Keith Nunes 2019KANSAS CITY — Concern about fresh water scarcity continues to drive change throughout the food production and processing industries. In addition to local governments and individual companies taking a more proactive approach to conservation, risk management tools are emerging to help business leaders assess and hedge against uncertainty. Such tools must be further developed to aid producers and manufacturers in risk management.

Ceres, a non-profit that works with investors and companies to identify sustainable solutions to climate change, held a webinar Aug. 28 about the issue of water scarcity. Maarten Gischler, senior water adviser for the government of The Netherlands, estimated that the true economic cost of fresh water is four to eight times higher than what businesses currently pay.

The threat of significantly higher costs on the horizon will accelerate development of risk management tools. One such tool was introduced in mid-September by the CME Group, Chicago, and Nasdaq, New York. The Nasdaq Veles California Water Index future is intended to give agricultural, commercial and municipal water users greater transparency, price discovery and risk transfer.

“With nearly two-thirds of the world’s population expected to face water shortages by 2025, water scarcity presents a growing risk for businesses and communities around the world, and particularly for the $1.1 billion California water market,” said Tim McCourt, global head of equity index and alternative investment products for the CME Group. “Developing risk management tools that address growing environmental concerns is increasingly important to CME Group.”

The true economic cost of fresh water is estimated to be four to eight time higher than what businesses currently pay.

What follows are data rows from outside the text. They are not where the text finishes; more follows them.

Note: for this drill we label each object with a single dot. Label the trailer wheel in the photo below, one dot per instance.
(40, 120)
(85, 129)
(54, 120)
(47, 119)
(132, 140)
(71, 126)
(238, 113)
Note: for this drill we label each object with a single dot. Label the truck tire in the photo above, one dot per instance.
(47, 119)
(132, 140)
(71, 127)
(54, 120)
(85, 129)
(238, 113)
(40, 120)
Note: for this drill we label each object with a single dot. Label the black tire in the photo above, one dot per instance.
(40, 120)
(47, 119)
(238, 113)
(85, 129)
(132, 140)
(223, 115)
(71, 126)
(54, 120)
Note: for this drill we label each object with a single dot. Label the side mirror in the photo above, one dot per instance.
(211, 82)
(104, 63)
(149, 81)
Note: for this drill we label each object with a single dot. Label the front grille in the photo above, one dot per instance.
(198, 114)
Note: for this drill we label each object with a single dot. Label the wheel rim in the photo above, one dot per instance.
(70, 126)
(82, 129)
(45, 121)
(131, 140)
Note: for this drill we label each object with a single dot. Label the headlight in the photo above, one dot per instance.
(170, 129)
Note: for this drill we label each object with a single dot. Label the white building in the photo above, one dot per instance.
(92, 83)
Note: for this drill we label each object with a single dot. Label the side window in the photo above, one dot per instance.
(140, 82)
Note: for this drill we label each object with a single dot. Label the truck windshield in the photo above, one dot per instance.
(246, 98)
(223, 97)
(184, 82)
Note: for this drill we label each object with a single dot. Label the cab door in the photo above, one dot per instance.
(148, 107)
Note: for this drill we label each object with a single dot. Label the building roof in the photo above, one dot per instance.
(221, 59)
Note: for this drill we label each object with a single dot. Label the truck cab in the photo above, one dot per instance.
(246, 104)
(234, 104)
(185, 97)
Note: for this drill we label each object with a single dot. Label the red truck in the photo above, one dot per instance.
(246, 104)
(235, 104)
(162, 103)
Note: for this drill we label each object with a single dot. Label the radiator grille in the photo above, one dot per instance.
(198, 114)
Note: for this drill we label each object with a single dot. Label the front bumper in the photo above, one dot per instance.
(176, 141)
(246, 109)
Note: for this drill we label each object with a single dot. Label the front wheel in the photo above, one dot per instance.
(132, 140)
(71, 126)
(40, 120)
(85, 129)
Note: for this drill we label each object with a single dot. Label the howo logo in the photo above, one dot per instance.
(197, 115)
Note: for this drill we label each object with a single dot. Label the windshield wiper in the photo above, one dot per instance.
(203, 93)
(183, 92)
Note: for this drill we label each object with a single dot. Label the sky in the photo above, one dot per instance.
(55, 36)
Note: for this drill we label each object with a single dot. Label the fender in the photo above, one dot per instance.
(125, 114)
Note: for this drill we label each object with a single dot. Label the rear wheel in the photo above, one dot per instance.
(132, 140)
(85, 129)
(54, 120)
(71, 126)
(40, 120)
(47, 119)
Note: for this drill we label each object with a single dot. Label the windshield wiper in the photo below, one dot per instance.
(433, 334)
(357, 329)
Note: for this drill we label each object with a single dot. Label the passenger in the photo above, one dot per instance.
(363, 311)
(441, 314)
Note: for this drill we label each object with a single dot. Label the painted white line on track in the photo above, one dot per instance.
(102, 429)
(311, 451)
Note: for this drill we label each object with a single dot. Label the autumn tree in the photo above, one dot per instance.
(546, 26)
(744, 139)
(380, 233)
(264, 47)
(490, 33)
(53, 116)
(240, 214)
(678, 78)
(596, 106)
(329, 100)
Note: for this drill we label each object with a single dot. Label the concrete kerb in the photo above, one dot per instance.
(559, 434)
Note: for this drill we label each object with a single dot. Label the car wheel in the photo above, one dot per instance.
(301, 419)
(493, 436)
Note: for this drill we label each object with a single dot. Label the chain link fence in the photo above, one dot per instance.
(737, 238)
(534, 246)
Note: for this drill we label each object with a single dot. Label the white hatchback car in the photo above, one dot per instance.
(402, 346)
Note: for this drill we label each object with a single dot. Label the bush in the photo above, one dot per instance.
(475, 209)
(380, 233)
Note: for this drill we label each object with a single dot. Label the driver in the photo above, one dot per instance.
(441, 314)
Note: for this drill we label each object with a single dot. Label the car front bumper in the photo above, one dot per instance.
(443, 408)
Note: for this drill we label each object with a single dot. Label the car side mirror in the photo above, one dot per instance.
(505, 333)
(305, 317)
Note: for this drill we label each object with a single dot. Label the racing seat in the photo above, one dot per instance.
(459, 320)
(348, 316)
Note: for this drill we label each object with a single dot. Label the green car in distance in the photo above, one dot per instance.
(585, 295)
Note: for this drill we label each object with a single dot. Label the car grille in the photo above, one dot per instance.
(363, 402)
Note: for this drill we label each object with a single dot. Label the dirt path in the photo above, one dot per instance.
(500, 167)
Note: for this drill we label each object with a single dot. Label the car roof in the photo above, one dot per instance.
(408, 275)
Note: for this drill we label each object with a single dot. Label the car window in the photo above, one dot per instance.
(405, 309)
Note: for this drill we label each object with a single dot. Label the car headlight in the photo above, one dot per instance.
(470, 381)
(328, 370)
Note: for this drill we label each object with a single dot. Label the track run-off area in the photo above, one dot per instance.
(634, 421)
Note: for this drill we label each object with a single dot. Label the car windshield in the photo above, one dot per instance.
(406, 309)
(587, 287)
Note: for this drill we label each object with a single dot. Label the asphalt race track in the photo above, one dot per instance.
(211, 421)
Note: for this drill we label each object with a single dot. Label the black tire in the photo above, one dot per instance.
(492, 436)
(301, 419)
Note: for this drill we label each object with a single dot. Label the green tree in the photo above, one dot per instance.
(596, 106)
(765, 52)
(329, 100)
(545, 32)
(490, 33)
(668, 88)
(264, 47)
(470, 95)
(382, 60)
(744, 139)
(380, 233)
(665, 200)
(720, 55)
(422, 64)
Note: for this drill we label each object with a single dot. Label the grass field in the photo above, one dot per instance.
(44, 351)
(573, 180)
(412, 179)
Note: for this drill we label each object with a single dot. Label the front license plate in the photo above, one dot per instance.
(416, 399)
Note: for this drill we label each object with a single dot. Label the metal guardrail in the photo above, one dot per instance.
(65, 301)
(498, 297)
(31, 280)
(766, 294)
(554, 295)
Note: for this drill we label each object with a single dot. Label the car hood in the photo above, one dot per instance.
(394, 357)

The futures market will help create a forward curve to give water users a way to hedge future price risk. For example, 40% of water consumed in California is used to irrigate its 9 million acres of crops. Nasdaq Veles California Water Index futures would allow producers to plan for changing costs of the water they need for large-scale irrigation. It would also allow a commercial user, like a manufacturer, to better navigate business and financial risks when water prices fluctuate. The water futures contract will be quarterly and financially settled based on the Nasdaq Veles California Water Index launched in 2018, with each contract representing 10 acre-feet of water.

Earlier this year, Ceres, in collaboration with the government of The Netherlands and University of Saskatchewan’s Global Institute for Water Security, created the Valuing Water Finance Initiative. As part of the effort, the Valuing Water Finance Task Force was created to drive corporate action on water-related financial risk. Faced with the looming effects of climate change and dwindling clean water resources, there is a pressing need to drive capital market actors — including large institutional investors, banks and major corporations — to play a role in addressing water issues, according to Ceres.

These impacts are reverberating throughout the supply chain, and business leaders must have the internal and external tools needed to manage such risk. Internal efforts include conservation and management-led initiatives. External tools will include futures contracts like the Nasdaq Veles California Water Index and others that have yet to be developed but will be necessary to manage the uncertainty around fresh water availability that is looming.